The Mountain City Council expressed discontent after hearing about the county’s decision to “more or less authorize” both county and city tax breaks for five years to local business CrystaLac. Although both entities agree that the decision was legal, Mountain City Council members and city officials at the most recent meeting say that the city should have been consulted beforehand. Now the City Council has postponed its decision whether to support the decision, until a later date.

According to both County Mayor Mike Taylor and City Mayor Jerry Jordan, the decision was made that way because of a specific reason; the city does not have an IDB (Industrial Development Board). The current situation has the City Council considering creating its own board at a concerned citizen’s and Alderman Dustin Shearin’s request. The IDB “has no right to tell the city what its tax rates should be,” according to City Attorney George Wright.

“The mayor was apparently advised that, correctly, the city does not have its own industrial board but the City Council’s approval would be necessary and both of those propositions are correct,” Wright explained. “I understand that the County Commission went ahead and passed this at their last meeting, but this involves an adjustment to the tax rate and that’s an authority that the city cannot delegate to anybody. It’s up to the board if they review this and think it’s a good idea.”

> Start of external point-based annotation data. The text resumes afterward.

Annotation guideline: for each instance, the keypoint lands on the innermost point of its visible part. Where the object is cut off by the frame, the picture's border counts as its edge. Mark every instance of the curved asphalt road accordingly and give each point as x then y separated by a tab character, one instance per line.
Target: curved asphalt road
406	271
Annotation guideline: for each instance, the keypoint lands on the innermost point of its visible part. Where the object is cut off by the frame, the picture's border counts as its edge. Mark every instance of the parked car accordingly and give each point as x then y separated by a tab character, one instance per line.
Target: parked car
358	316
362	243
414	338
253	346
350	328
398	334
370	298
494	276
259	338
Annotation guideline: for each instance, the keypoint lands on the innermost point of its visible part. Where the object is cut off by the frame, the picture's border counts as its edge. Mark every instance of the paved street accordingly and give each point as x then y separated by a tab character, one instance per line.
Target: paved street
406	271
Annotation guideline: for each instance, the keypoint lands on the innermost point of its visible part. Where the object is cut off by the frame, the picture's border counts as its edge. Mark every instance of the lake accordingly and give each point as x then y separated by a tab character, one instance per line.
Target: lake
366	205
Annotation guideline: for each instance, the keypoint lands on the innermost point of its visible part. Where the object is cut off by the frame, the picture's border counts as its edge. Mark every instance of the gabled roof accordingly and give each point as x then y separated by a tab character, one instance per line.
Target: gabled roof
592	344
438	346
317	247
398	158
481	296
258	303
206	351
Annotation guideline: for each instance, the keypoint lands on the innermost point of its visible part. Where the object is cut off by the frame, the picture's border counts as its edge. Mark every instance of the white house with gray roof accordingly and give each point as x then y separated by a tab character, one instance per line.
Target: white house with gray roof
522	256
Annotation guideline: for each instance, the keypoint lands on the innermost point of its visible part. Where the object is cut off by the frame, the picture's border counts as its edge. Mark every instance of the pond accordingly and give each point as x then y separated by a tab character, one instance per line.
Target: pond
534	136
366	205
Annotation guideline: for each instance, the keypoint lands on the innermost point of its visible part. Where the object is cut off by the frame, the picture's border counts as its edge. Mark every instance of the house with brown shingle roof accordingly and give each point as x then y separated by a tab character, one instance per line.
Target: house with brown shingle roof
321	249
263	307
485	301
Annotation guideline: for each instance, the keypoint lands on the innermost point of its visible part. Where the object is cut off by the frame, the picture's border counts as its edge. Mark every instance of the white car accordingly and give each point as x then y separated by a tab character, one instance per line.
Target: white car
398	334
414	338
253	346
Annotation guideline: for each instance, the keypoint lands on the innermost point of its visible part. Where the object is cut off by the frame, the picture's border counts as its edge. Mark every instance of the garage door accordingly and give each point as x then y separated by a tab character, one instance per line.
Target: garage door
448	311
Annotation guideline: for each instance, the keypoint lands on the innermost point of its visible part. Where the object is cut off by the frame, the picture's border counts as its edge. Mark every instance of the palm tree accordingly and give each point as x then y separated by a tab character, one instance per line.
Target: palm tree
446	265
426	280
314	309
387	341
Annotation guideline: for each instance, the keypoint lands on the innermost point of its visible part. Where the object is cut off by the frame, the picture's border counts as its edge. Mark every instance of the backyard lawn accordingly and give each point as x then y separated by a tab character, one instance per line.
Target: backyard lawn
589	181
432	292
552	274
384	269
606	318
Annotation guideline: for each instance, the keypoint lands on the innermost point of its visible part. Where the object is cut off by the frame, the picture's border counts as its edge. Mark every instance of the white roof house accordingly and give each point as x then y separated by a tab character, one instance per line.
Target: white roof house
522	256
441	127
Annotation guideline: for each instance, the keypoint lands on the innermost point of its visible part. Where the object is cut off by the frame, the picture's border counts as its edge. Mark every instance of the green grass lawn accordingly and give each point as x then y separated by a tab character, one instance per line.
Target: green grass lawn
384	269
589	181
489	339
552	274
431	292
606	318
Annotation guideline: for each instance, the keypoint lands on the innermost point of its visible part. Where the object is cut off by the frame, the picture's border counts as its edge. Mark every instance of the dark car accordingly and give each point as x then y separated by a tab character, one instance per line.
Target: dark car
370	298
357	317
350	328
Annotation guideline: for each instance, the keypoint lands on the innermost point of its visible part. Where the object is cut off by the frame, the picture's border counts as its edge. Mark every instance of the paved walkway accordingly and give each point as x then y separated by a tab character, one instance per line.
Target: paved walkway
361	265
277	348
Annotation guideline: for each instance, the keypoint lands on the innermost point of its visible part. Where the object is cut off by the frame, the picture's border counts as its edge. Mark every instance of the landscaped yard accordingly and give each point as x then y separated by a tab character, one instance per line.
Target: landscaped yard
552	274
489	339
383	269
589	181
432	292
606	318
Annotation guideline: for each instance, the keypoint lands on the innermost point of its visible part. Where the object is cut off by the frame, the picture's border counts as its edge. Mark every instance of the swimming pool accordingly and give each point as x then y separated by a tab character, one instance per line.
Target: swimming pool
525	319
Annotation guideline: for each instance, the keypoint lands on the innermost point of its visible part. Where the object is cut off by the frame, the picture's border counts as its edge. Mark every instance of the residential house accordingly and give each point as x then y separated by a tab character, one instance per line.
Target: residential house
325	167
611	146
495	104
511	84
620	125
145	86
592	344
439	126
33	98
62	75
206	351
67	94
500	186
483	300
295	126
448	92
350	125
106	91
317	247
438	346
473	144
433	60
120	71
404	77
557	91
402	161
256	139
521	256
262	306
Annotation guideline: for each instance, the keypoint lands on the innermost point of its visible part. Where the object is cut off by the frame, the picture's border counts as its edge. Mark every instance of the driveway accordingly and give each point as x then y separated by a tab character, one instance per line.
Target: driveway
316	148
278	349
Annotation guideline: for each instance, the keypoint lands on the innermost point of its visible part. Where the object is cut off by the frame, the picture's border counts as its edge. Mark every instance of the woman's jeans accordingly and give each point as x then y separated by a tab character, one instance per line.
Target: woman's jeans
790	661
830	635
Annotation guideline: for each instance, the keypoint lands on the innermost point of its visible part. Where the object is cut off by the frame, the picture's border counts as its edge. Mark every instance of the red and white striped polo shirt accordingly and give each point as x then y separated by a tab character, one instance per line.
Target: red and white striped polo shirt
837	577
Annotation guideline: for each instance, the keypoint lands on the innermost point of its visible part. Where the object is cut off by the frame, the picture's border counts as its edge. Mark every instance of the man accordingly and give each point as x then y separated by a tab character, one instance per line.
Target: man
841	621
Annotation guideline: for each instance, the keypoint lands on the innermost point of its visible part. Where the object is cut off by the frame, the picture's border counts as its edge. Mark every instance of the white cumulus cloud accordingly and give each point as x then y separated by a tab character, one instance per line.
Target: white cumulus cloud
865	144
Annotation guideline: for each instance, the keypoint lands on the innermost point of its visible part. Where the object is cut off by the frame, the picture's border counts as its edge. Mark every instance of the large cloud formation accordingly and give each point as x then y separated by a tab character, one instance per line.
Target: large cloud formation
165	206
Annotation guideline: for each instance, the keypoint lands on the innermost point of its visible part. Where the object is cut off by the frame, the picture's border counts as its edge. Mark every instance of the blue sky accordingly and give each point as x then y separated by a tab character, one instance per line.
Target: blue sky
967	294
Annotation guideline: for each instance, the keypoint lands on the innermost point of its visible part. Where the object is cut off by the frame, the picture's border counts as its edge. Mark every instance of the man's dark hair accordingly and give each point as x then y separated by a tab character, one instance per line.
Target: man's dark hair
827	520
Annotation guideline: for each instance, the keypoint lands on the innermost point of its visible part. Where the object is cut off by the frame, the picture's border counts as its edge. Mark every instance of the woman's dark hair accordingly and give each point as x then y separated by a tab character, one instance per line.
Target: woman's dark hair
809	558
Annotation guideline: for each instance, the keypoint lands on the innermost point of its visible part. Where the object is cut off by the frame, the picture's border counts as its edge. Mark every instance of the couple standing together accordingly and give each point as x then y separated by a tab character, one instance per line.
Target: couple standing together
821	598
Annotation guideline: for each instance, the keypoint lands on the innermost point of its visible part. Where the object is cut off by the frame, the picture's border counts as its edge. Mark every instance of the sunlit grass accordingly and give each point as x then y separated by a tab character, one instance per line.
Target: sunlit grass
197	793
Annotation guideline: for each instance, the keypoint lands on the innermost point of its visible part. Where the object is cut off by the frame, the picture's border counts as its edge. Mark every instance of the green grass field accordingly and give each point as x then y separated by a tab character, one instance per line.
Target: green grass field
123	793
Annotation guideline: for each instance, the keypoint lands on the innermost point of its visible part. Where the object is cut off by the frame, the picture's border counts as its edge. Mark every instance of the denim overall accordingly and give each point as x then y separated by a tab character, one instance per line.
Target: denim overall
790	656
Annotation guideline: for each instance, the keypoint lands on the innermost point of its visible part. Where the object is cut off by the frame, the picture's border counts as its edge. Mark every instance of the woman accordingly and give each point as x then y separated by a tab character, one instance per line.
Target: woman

According to both Jordan and Alderman, Lawrence Keeble, this type of abatement has never been done in the city. The City Council reports that they turned down another person that asked for this type of treatment a few months ago as an incentive to open a business in the old Fred’s building. Approving this could “set a precedent you can’t change,” according to Vice Mayor Jerry Horne.

“If we start giving tax abatements, they’ll start flocking in the doors,” said Keeble. “I hate to be stubborn and maybe create a wave with the county, but it is our decision. I’m very reluctant at this point. I would be in favor of an abatement if we had a zone.”

Keeble explained that he would be more open to the idea if there was a specific area in the city for this purpose that was open to more prospective business owners. Those setting up in that area would get a tax break as an incentive to help the area grow. At this time, there is no plan for this type of zone.

“Being young and progressive, I do want to see industry change in our community,” said Dustin Shearin. “I do want to see growth, and if this is a step towards that, I am all for that. With that being said, I think it might be prudent with the questions that are being asked, that we have Mr. Shepherd present to the Council his true intentions for those buildings and what would be involved in those facilities.”

The Mountain City Council tabled both the abatement and the owners’ donation of a crime scene camera until next month’s meeting, set for Tuesday, March 2 at 6:30 p.m. Members will meet for a Zoom work session on Tuesday, February 23 at 5 p.m. to discuss the idea further. Anyone interested in attending can do so with meeting ID#934 9452 7296 and password 462702.